Two Tongues

As a bilingual speaker, language plays a big part in my life. It represents me as a person from two separate countries, meeting at an invisible line and separated by the border of language. In the essay “Borderlands/La Frontera” by Glona Anzalúna she writes “Ethnic identity is twin skin to linguistic identity.” For me personally I find the quote to be totally true. My ethnicity is Mexican and it does reflect on my identity of a Spanish speaker. Yet I also know how to speak English which creates a second persona.

My parents brought me over to the United States from Mexico when I was nine months old. They came here knowing close to zero English, thus making Spanish the first language I learned to speak.

Di: Perro”


“No, Pe-rr-o”

My parents would ask me to pronounce words that desired the famous Spanish “rolling r”, like “carro” and “padre”, and being  2 years old,speaking was something new. My parents brought me over to the United States from Mexico when I was nine months old. Learning a language that was full of accents, “ñ”, double r’s and l’s was tough. My parents taught me how to speak, read and write Spanish. After a while it began to come to me naturally. It was all I knew how to speak. Spanish was the only thing I needed to know how to speak.

When my parents decided to enroll me in preschool I kind of looked forward to it. I remember the first few months of preschool as being really tough because I lacked English speaking skills. The only words I knew were “no” and “yes”. I had trouble communicating with the teachers and other students at first. 

“Me usar el baño”

“What? Speak up.”

“Tengo que usar el baño!” 

“Hey! You, come here and tell me what he wants”

The classroom was always full of children who were English experts compared to me. Not being able to speak English in the class room made me the outsider. With the help of my teachers I began to speak English and use it to communicate with the other kids. My difference began to fade away slowly as the year progressed. I remember how I would use stencils that came in all sorts of shapes; insects, animals, and cars. I would choose one and make a booklet filled with stencil drawings. Then my teacher would help me write out my name under every picture I made; to show that I was the artist yet learning to spell at the same time. 

From then on things were a lot easier. Being with people who only spoke english for 7 hours, 5 days a week really helped shape the way I spoke English for the rest of my life. It was a matter of learning English or continuing to use hand gestures like an advanced gorilla for the rest of my life. 
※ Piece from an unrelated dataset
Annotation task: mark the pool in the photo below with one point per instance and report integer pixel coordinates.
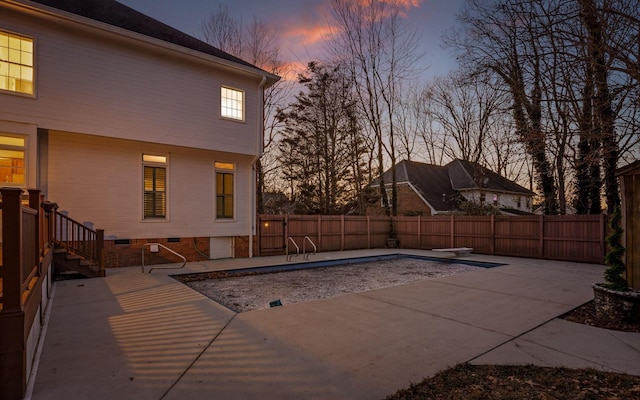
(257, 288)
Being a bilingual has forced me to switch from Spanish to English and then back again depending on my situation. My parents’ little knowledge on the English language makes me their main translator. In elementary school, whenever I mentioned that I spoke Spanish. People would ask me things like: “Are you fluent?” or “Do you speak Spanish at home?”. Being bilingual sort of gave me a title. I didn’t understand why my friends were so amazed when they heard me speaking Spanish with my parents. I guess they saw it as a gift. In my opinion it was just who I was; I didn’t choose to be bilingual. Some people take courses or get a tutor to learn another language. I just happened to have Mexican parents who helped me learn Spanish before English in a country where English was the dominant language. 

I don’t speak much unless I’m close to the person I’m speaking to. The amount of words I say also depend on what language I’m speaking to them in. I speak English with my siblings and cousins who all grew up here and learned English as a second language too. English represents my “Americanized” persona; the part of me that feels like English is my first and only  language. This probably comes from the fact that I have probably spoken more English than Spanish in my life, because of my environment. I usually only speak Spanish whenever I’m talking to a relative or my parents.  My parents also never forget to remind me of my ethnicity and encourage me to speak to my brothers in Spanish so I won’t lose touch with the language. I don’t talk to my brothers in Spanish because they were born here and had me to teach them english before they started school. I see that as an advantage and that creates a difference between us. When I do speak Spanish with someone, especially with someone who doesn’t understand it quite well, I tend to feel a sense of pride. I take into account that it was my first language and it represents my Mexican nationality. 

I do agree that my linguistic identity is a representation of my ethnic identity. I am what I speak. In “If Black English Isn’t a Language, Then Tell Me. What Is?” by James Baldwin he speaks about the relationship between language and identity, saying “It is the most vivid and crucial key to identity”. Knowing how to speak two separate languages gives me two different identities. Using spanish at home and the houses of my relatives I am more formal,using words like “usted” instead of “tú” and “mande” instead of “que”. Speaking with people who are fluent makes it seem more normal and that makes me speak more. This is my identity as the polite Spanish speaking, culture proud Mexican. The part of me that is more seclusive around non-hispanic people.  Anywhere else I use my other identity, the Americanized English Speaker. I grew up learning English and using it most of my life because everyone around me spoke English. Learning English as a second language made me into a part of the American society, where it is useful to know to speak the common tongue.